I write plays because I think by writing. My plays are an open call for a dialogue with the audience. The audience for me is a concrete thing: the individuals present in the day's performance. So, yes, definitely. I haven't found a better one. It is face-to-face situation. And if there is aestethics, or art, involved, there are dimensions and depth in it. 

How did you become interested in making performance?
I am not interested in making performances at all. But often I find myself in a situation where there are no options: I just have to open my mouth and share what I feel and see. My way of opening my mouth is to produce a piece of art on stage. 

Is there any particular approach to the making of the show?

Well, injustice seem to hurt me personally even when it is not personally aimed at me. 

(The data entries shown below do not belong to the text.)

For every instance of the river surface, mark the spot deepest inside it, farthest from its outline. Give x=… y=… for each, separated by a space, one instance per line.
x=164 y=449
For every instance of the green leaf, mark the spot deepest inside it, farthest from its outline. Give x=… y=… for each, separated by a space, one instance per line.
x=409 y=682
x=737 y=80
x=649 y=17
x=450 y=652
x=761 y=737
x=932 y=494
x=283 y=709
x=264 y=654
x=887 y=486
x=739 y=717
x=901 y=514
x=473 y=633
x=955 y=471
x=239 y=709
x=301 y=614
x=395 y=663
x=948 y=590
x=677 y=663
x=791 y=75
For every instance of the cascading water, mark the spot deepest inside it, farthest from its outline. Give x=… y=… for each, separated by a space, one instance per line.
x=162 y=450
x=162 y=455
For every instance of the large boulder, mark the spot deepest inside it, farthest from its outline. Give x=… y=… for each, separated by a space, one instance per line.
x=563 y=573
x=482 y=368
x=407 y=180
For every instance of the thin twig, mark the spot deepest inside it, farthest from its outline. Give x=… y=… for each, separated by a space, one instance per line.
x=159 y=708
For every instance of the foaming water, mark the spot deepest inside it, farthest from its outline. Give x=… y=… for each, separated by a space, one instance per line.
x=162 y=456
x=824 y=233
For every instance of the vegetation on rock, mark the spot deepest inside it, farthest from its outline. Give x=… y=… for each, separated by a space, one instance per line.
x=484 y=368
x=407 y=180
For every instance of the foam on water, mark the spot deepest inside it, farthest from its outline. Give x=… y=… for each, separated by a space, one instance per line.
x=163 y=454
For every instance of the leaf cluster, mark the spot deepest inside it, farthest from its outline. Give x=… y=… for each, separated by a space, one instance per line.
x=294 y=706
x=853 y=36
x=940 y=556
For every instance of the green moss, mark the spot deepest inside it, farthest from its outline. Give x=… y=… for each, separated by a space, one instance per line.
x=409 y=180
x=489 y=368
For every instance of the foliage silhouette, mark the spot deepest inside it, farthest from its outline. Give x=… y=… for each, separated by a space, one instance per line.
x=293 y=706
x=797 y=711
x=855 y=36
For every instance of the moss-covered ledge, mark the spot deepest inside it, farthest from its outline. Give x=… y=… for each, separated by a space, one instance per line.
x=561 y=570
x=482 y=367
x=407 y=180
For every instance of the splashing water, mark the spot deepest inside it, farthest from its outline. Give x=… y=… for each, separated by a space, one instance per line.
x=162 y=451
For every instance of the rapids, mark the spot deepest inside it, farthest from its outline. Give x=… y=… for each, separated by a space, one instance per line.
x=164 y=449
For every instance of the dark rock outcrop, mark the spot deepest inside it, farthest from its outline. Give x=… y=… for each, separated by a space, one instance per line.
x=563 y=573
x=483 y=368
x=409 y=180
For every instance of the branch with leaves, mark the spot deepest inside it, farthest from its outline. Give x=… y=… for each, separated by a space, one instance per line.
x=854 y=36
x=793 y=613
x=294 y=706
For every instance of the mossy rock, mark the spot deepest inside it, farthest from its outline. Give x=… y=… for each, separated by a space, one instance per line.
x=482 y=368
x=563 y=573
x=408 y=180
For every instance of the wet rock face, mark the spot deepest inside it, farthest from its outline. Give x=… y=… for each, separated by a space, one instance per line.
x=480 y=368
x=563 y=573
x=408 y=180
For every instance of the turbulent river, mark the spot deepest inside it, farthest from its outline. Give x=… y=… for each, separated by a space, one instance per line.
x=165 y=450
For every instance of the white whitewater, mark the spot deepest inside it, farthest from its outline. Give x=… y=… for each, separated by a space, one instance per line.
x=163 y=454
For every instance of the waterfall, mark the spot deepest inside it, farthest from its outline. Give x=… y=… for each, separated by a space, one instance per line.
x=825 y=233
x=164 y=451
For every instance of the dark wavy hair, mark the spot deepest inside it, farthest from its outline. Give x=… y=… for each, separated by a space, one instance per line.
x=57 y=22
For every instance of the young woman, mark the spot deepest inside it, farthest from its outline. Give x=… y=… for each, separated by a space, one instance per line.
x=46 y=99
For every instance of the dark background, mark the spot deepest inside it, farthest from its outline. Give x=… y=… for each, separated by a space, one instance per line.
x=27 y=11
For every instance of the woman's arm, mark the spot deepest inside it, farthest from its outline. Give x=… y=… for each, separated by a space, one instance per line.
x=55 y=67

Does the show fit with your usual productions?
I don't want to do usual productions. I like to think that they all are original. But I guess in some way it does. It is political, for instance. 

What do you hope that the audience will experience?
I wish they experience something that shakes their opinions a bit. Both politically and aesthetically. 

What strategies did you consider towards shaping this audience experience?

I try to surprise and to be unpredictable. This one could be defined as a theatrical kaleidoscope. Not only because of "strategy" but  also and mainly because one should make things as simple as possible, but not simpler than the true nature of them is. That is the fact that calls the art in. 

n a theatrical kaleidoscope that mixes TV game show, interrogation and a Kafkaesque nightmare, it asks what will become of the world if allow our day-to-day prejudices blind us, and if we define our neighbours by colour, religion, nationality. 

Finnish playwright/director Jari Juutinen uses live action, livestreaming and projection to take the social critique of Woyzeck and apply it to a world where anyone can be labeled and treated as a terrorist.